Sohibul hanya meminta pemerintah RI memperbesar perannya dalam membantu warga Rohingya. Sebagai negara terbesar di kawasan Asia Tenggara dan negara dengan penduduk Muslim terbesar di dunia, sudah seharusnya Indonesia memegang peranan kunci terhadap stabilitas kawasan dan memastikan tidak ada warga bangsa di Asia Tenggara yang kehilangan hak-haknya seperti kewarganegaraan.Â
Tidak cukup hanya dengan mengirim bantuan, Indonesia juga harus berperan aktif mengkonsolidasikan organisasi dunia seperti PBB untuk menekan pemerintah Myanmar agar menghentikan kekerasan terhadap warga Rohingya. Lebih mengesankan lagi manakala Sohibul meminta agar konflik di Myanmar jangan dipindahkan ke Indonesia. Sohibul sepertinya tengah mengirim pesan kepada Jokowi jika PKS tidak termasuk kelompok yang ingin memanfaatkan isu Rohingya untuk menggoyang pemerintah. Â Â
Politik adalah bagaimana memanfaatkan momentum. Dan hari ini, Prabowo tertinggal dua langkah dibanding PKS. Jika orang-orang di sekitarnya tidak segera mengingatkan, bukan tidak mungkin Gerindra justru menjadi pembuka jalan kemenangan PKS pada pemilu mendatang. Setidaknya hal itu tercermin dari hasil pilkada 2017, dan mungkin juga pilkada 2018, di sejumlah daerah di mana kedua partai menjalin koalisi.
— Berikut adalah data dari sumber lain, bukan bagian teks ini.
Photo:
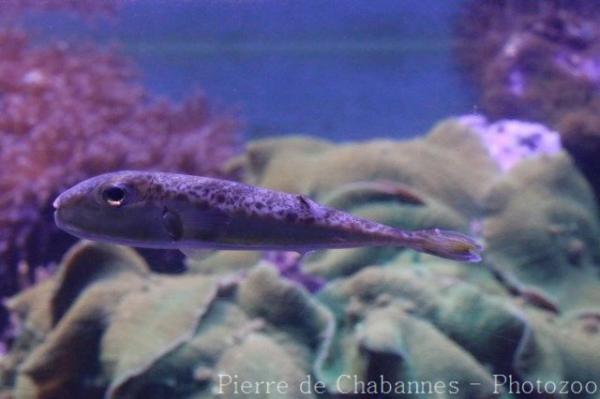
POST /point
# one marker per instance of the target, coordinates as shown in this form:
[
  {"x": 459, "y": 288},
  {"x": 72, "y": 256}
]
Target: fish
[{"x": 186, "y": 212}]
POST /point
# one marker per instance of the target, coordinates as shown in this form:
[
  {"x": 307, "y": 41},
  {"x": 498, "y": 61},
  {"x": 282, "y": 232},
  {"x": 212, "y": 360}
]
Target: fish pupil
[{"x": 114, "y": 196}]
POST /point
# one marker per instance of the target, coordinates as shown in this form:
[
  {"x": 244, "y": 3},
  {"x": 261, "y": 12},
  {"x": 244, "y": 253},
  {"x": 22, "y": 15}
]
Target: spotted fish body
[{"x": 165, "y": 210}]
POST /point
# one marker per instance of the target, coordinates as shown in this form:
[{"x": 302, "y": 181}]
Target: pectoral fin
[{"x": 172, "y": 224}]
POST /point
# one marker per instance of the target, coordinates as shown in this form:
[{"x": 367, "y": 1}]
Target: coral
[
  {"x": 118, "y": 330},
  {"x": 414, "y": 325},
  {"x": 510, "y": 141},
  {"x": 383, "y": 320},
  {"x": 422, "y": 183},
  {"x": 122, "y": 332},
  {"x": 68, "y": 112},
  {"x": 542, "y": 228},
  {"x": 538, "y": 61}
]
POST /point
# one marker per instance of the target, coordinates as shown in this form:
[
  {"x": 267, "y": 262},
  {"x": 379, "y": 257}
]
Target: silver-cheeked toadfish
[{"x": 166, "y": 210}]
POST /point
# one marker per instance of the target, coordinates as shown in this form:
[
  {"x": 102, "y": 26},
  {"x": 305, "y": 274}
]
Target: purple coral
[
  {"x": 68, "y": 112},
  {"x": 510, "y": 141},
  {"x": 538, "y": 61}
]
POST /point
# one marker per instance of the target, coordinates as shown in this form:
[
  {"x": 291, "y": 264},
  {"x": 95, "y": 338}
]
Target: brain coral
[
  {"x": 68, "y": 112},
  {"x": 422, "y": 183}
]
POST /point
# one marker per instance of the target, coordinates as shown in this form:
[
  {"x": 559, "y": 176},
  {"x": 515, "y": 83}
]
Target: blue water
[{"x": 344, "y": 70}]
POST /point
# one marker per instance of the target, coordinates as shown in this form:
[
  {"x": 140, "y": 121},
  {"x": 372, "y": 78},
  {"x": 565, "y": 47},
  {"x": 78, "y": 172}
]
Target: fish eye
[{"x": 114, "y": 195}]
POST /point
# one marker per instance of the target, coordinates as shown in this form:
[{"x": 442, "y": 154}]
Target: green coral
[
  {"x": 386, "y": 319},
  {"x": 542, "y": 227}
]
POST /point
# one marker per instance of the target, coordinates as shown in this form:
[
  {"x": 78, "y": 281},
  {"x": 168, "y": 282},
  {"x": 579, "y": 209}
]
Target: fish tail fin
[{"x": 444, "y": 243}]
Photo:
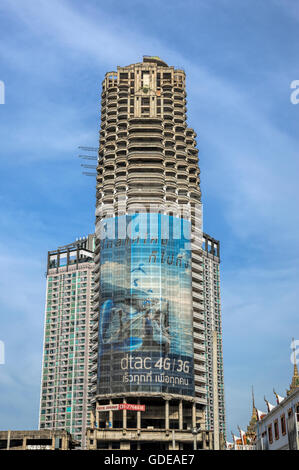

PKS tampak lebih dominan dalam menentukan calon pasangan yang diusung. Situasi ini sempat membuat kader Gerindra marah, sebagaimana terjadi di Jabar di mana Gerindra seolah dipaksa menerima pasangan Deddy Mizwar -- Ahmad Syaikhu yang  sama sekali tidak mewakili kepentingan Gerindra. Kesanggupan Deddy Mizwar menjadi kader Gerindra bukan jaminan terwakilinya kepentingan Gerindra karena sebelumnya Gerindra pernah merasakan pahitnya mengusung calon non kader.